From Reuters, regarding today’s CITI testimony before congress:

Prince’s infamous comment that his bank was “still dancing” even as the subprime crisis worsened came back to haunt him at the commission hearing where he was asked about it. His explanation seemed to boil down to this: it was a race to keep up with competitors who kept loosening lending standards and Citi couldn’t afford to drop out.

Prince is too defensive. The correct response was that the government was madly printing money in an attempt to recover from the tech bubble’s crash.

In this environment of cheap cash, Bankers must lend or be forced out of business by the actions of the government. The risk was compounded by the governments failure to regulate new financial instruments. And the government failed to regulate them because academic economists has proposed models and equations that promised risk, and many financial luminaries, of which Greenspan was a member, believed that these instruments had indeed reduced risk.

THe problem is this: by printing money the government created a moral hazard, and the government is responsible for the outcome. A banker, with understanding or not, should not be forced into being uncompetitive or into insolvency because the state dumps the commodity we call money on the market. Bankers just protected their organizations from the government’s interference in business. Sure they profited from it. Because the only other choice was to go out of business.

If capitalism fails, it fails because of government interference. Markets cannot solve all problems, in particular, they cannot concentrate a large volume of capital on long term projects such as infrastructure. But failures of capitalism are almost universally failures of government to refrain from those acts which cause long term harm for short term good.
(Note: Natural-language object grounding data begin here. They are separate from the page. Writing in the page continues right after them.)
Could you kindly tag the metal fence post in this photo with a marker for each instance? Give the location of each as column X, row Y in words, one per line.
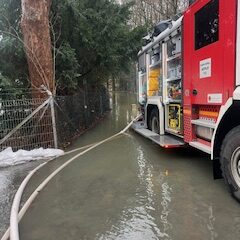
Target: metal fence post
column 53, row 122
column 101, row 105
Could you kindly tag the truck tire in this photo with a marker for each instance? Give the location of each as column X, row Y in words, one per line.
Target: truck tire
column 154, row 121
column 230, row 161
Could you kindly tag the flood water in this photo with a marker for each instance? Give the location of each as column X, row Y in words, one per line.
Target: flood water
column 130, row 188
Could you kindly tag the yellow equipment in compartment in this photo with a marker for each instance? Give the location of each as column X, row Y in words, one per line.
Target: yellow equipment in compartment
column 153, row 82
column 174, row 117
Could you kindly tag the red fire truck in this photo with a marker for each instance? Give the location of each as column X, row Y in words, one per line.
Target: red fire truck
column 189, row 85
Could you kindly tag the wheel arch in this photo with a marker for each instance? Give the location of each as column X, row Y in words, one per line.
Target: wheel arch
column 229, row 119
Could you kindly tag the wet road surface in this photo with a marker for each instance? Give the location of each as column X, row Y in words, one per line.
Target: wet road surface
column 130, row 188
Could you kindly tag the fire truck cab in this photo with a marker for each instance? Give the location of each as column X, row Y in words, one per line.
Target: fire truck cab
column 189, row 85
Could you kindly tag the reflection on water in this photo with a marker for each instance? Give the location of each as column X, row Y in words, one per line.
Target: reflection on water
column 139, row 221
column 131, row 189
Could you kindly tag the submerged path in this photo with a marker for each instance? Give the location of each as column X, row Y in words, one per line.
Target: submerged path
column 130, row 188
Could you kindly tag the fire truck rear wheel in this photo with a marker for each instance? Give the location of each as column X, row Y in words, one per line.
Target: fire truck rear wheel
column 230, row 161
column 154, row 121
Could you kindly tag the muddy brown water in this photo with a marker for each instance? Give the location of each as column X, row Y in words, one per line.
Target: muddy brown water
column 130, row 188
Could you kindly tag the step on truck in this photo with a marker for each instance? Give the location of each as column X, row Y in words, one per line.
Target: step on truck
column 189, row 85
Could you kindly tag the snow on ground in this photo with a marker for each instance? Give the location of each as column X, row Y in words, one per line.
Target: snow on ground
column 10, row 158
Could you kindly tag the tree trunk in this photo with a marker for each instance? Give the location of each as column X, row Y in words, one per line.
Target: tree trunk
column 37, row 43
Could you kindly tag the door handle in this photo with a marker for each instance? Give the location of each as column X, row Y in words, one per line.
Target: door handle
column 194, row 92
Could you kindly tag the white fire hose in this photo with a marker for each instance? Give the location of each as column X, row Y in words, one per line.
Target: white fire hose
column 15, row 217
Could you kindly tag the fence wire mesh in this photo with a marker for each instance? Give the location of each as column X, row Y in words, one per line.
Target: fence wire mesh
column 74, row 114
column 35, row 133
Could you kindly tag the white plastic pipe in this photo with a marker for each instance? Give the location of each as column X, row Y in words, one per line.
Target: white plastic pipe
column 15, row 217
column 16, row 203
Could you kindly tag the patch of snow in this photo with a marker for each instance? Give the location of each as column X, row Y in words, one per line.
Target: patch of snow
column 10, row 158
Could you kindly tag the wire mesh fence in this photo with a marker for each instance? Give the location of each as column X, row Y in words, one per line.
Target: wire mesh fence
column 74, row 114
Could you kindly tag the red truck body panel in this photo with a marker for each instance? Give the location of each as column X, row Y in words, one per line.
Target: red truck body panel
column 208, row 71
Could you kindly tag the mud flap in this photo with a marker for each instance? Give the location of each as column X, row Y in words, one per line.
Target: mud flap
column 217, row 172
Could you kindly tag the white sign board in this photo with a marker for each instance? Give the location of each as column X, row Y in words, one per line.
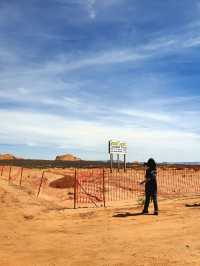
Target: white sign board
column 117, row 147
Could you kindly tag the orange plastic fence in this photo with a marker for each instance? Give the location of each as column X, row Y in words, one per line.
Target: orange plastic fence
column 100, row 186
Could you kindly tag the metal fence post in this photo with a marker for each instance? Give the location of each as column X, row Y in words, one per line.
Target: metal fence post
column 9, row 177
column 75, row 184
column 21, row 176
column 104, row 198
column 2, row 170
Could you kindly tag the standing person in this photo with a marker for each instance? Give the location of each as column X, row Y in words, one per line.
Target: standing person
column 150, row 186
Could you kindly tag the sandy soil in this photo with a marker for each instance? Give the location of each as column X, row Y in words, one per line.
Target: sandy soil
column 37, row 232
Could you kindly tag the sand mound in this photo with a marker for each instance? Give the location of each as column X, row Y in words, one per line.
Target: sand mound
column 67, row 157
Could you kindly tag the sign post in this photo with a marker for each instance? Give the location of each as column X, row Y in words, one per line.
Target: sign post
column 117, row 147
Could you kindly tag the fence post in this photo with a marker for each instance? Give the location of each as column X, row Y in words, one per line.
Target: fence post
column 40, row 183
column 21, row 176
column 75, row 191
column 9, row 177
column 104, row 198
column 2, row 170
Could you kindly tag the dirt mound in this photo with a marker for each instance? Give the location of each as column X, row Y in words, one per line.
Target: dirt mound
column 7, row 157
column 67, row 157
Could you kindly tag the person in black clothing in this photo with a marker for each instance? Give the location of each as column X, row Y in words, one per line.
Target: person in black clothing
column 150, row 186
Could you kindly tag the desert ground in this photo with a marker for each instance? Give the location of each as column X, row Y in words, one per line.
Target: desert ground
column 39, row 232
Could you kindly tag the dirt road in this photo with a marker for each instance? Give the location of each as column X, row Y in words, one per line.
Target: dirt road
column 35, row 232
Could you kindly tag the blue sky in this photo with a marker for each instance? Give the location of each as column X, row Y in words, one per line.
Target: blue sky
column 76, row 73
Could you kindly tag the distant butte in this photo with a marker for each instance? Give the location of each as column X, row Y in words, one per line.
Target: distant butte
column 7, row 156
We are two years into this crisis and still the blame is on the wrong parties. Bankers are normal people, and few of them have all but the vaguest understanding of the economy. They are largely clerical workers and accountants who move the commodity money around our civilization. For all there terminology, graphs and formulae, for all their statistics and reports, the vast majority have little understanding of the impact of their decisions, the outcomes of their actions, or the limits of our conceptual technology in forecasting such things as risk. If the greatest minds in history have had trouble with such consensus, then why should we think bankers should?

Furthermore, why do we think government is capable of doing any better than bankers?

It’s hubris on the part of government. Practicality on the part of bankers. And foolishness all around.

But the people who CAUSED this problem, are the people who have, at least since FDR, but likely since the start of the federal reserve, conspired to destroy our money, and with our money, our cautious behaviors, and with our behaviors our nation.